Unfortunately, neither the Parliament nor the Council chose to fix this provision – despite it contradicting the entire European Union’s strategy on digital growth. In fact, the European Parliament preserved the COO principle for linear video services (i.e., for television channels) but eliminated it for emerging on-demand services with respect to national levies. Such discrimination among audiovisual media service (“AVMS”) providers tilts the playing field in favor of established providers and ensures the European Union will trail the global marketplace in innovation. To remedy this, the final text should preserve a level playing field for AVMS providers, ideally maintaining the decades-old COO framework.

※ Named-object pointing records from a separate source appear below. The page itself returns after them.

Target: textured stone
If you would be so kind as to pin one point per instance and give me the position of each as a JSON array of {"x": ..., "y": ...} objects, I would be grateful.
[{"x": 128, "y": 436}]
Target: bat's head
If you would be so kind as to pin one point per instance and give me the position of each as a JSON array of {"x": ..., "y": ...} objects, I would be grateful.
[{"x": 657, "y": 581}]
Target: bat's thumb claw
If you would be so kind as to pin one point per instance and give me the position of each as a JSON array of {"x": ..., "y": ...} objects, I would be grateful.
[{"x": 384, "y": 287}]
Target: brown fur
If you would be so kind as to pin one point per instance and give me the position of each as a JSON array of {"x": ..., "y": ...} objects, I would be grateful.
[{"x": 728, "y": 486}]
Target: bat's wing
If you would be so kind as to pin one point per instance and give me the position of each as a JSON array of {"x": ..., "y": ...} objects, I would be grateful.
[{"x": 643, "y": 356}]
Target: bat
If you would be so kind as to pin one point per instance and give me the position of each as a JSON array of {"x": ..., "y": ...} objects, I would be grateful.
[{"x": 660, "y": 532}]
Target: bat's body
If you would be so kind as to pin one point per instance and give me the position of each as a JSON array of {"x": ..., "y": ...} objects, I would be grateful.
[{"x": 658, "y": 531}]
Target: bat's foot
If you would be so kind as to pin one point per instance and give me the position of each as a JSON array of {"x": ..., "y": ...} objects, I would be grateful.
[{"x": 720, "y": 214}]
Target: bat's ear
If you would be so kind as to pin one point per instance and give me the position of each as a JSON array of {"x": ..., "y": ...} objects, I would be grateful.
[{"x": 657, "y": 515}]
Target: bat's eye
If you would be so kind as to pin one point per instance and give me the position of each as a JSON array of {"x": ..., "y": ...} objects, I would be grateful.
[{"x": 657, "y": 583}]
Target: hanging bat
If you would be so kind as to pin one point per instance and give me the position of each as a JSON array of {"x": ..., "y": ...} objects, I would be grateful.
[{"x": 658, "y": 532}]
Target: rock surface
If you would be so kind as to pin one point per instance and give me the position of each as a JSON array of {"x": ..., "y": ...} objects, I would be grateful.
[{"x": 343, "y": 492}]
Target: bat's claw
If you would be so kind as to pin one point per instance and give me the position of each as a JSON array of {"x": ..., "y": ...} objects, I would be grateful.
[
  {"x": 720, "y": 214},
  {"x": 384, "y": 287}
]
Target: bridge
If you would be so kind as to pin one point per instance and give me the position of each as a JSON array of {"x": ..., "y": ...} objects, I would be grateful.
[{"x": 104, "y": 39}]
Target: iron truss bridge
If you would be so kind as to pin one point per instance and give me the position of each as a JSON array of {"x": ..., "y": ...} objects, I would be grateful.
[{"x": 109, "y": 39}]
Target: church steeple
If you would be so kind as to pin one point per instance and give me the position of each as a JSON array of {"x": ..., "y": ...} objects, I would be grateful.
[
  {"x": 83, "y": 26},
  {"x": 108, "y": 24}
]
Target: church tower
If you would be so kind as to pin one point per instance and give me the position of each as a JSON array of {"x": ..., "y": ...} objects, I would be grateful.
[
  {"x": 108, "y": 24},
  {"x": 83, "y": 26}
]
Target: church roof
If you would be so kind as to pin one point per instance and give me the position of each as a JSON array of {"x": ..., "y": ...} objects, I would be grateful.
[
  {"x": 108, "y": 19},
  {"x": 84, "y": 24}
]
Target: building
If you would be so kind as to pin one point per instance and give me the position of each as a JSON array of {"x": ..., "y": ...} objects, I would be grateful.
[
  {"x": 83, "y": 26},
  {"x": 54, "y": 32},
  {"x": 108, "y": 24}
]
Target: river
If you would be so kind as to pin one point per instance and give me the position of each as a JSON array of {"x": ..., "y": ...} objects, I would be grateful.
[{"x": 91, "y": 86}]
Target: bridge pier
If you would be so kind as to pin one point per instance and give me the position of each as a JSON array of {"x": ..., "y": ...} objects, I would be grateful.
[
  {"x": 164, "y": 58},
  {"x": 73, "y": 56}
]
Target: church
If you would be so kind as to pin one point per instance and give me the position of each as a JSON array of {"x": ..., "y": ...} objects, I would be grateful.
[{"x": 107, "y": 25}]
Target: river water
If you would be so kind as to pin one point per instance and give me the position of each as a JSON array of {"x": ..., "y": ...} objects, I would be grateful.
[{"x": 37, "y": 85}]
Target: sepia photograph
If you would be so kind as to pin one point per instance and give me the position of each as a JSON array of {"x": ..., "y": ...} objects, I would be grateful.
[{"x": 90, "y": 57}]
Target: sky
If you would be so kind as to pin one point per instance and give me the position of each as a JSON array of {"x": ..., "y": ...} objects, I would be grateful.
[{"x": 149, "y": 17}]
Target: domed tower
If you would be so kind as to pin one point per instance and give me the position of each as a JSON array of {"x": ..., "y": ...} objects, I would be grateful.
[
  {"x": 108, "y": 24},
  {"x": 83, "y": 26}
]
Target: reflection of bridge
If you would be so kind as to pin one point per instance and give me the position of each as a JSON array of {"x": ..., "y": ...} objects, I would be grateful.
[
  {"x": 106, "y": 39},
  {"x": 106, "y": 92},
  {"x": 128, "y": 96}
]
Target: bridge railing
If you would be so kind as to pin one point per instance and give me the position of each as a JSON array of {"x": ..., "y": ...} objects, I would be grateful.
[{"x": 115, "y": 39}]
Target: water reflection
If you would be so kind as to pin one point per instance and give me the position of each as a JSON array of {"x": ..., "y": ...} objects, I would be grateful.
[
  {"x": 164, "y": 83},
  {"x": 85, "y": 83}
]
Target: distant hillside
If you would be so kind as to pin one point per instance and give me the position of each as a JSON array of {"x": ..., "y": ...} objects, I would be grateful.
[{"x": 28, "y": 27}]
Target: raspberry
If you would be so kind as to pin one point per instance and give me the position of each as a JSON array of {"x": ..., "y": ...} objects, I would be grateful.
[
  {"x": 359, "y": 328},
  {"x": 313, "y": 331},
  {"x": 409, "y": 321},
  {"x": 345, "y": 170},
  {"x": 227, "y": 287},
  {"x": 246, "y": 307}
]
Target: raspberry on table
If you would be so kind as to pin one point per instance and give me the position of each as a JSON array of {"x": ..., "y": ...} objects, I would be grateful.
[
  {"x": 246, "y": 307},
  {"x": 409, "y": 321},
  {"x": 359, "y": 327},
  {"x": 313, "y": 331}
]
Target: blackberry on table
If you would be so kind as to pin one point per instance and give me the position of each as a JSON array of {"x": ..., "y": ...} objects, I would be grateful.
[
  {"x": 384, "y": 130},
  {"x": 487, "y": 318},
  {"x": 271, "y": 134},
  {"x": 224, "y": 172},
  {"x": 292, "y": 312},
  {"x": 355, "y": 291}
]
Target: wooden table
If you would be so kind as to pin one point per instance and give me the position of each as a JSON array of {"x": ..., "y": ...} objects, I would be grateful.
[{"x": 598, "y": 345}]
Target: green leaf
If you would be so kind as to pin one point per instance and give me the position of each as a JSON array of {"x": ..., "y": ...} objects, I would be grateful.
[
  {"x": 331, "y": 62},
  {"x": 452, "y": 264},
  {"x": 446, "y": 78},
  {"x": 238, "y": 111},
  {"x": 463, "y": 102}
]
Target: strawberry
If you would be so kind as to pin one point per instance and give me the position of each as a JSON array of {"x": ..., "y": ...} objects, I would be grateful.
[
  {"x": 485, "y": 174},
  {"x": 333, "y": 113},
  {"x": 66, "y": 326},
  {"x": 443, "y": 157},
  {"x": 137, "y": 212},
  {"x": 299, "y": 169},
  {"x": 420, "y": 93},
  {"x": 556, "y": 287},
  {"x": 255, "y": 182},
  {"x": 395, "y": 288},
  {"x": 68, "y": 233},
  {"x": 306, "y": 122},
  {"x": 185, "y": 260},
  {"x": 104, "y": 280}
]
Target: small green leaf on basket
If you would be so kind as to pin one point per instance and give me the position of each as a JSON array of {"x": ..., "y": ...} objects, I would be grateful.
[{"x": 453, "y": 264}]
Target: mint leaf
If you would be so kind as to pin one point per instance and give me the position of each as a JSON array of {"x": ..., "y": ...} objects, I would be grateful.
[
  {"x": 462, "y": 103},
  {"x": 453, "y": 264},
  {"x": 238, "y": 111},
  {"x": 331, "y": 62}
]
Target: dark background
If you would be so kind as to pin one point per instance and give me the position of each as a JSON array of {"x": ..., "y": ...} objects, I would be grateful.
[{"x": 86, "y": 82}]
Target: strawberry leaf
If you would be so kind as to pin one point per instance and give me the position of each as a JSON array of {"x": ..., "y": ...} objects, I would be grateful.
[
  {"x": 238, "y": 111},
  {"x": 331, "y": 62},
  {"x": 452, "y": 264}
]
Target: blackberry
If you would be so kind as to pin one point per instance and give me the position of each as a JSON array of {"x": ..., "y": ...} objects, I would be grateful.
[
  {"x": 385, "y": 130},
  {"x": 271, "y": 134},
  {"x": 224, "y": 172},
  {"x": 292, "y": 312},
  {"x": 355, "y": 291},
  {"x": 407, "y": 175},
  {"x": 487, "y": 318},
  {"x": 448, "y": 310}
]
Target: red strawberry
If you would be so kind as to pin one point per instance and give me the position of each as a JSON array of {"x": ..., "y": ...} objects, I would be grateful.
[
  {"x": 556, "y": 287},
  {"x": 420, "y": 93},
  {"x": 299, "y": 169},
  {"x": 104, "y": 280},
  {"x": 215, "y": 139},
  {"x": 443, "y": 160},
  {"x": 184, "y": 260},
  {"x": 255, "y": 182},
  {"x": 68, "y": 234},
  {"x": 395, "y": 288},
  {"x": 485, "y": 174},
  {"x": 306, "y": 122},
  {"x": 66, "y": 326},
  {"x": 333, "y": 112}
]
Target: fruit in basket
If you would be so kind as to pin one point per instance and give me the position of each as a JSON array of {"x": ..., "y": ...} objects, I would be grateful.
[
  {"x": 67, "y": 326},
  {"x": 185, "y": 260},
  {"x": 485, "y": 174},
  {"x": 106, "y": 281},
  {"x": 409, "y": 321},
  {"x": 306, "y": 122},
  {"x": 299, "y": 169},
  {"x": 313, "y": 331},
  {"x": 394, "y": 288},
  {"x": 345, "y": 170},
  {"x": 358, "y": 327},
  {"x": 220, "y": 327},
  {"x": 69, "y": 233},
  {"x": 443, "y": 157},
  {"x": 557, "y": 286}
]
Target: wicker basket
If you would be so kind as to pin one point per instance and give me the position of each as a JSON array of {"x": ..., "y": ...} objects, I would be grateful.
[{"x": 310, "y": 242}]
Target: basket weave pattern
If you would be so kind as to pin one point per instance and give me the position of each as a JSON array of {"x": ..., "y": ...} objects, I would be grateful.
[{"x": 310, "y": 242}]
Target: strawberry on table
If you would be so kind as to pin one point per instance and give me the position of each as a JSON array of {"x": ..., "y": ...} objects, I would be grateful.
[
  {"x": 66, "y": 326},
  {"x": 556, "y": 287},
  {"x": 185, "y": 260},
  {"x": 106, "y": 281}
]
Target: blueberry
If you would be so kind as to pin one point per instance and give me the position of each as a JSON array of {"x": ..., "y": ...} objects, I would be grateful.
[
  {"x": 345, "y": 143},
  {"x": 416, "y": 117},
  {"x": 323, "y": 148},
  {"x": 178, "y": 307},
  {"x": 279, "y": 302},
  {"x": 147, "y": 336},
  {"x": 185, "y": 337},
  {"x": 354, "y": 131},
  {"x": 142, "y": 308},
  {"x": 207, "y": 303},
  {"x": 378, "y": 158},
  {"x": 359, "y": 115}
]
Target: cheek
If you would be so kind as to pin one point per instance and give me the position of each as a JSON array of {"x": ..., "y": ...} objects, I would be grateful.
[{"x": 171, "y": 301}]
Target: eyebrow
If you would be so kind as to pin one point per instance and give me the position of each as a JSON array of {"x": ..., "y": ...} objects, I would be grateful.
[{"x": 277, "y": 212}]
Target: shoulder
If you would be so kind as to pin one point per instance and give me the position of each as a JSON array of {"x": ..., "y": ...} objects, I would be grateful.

Additionally, and remarkably, no consideration was given to the implementation of national levies. If the COO principle were discarded with respect to national levies, should AVMS providers have to handle potentially conflicting and burdensome financial and reporting obligations with up to 28 national authorities? At the very least, the negative effects of introducing levies should be minimized as much as possible by creating a coordinating role for the audiovisual media service’s home state authority.
The preservation of the COO principle is also extremely important for video-sharing platforms (VSP) and social networks. Any move from a COO to a country of destination principle would create a complicated regulatory environment, detrimental to European innovators wishing to scale up their activities across the single market or to any new business establishing itself in the European Union. Such a move would clearly signal the death of the DSM.
2) Minimum Harmonisation Generates Additional Fragmentation
Minimum harmonisation of national legislations means more – not less – fragmentation within the European Union because Member States can adopt stricter rules than the ones adopted at the European level. Unfortunately, both European Parliament and the European Council have adopted positions supporting minimum harmonisation for several provisions of the audiovisual reform, thereby making it easier for diverging regulations to be adopted in the Member States. If this issue is not fixed in the three-way talks, the European audiovisual market could become so fragmented that any start-up wishing to offer its services to all Europeans could find itself hopelessly mired in legal fees.
3) Additional Clarity on Intermediaries’ Liability Regarding Ads Is Necessary
In its general approach, the European Council stated that when audiovisual commercial communications are “marketed, sold or arranged” by VSP providers, Member States shall ensure that these providers comply with articles 9 and 10 of the directive – i.e. with advertising requirements such as no subliminal techniques or no cigarettes and other tobacco products. In its final report, the European Parliament has adopted a similar provision.
However, how should an intermediary know and ensure, for example, that an ad does not use subliminal techniques? The advertiser is the one who makes the ad – and by definition an intermediary would not be aware of any subliminal technique…
In short, these provisions undermine the limited liability regime of intermediaries. The three-way talks should address this issue and bring the final provision in line with the current European legislation and case law.
4) The Devil Is in the Details
It is of course impossible to list all existing issues with this reform within the inevitably restricted context of a blog post. However, many small details here and there in the European Parliament’s report and the Council’s general approach make both proposals unimplementable. For example, the Parliament’s report introduces:
- the extension of the requirement on protection of cinematographic works to VSPs, thereby arguably violating the e-Commerce Directive, an unnecessary new rule better dealt within the reform of the copyright directive;
- the right for Member States to impose obligations for appropriate prominence of very poorly defined “content of general interest” and “audiovisual media services of general interest” – leaving the door open to very differing national interpretations and thus more fragmentation;
- overbroad restrictions on the modifications of audiovisual media services that would impede, for example, the provision of contextual information on content (e.g. on actors, statistics, etc.) or of close-captioning content (e.g. crowdsourced subtitles) that could be offered by VSP.
To conclude, it’s difficult to say at this stage when the three-way talks between the European Commission, Parliament and Council will conclude. The European Commission seems to wish for the talks to end quickly, so as to show significant progress on the DSM agenda. We at DisCo hope that the three institutions will take time to review in depth all outstanding issues, so that endless (and costly) legal uncertainties do not become the new norm for the European audiovisual sector.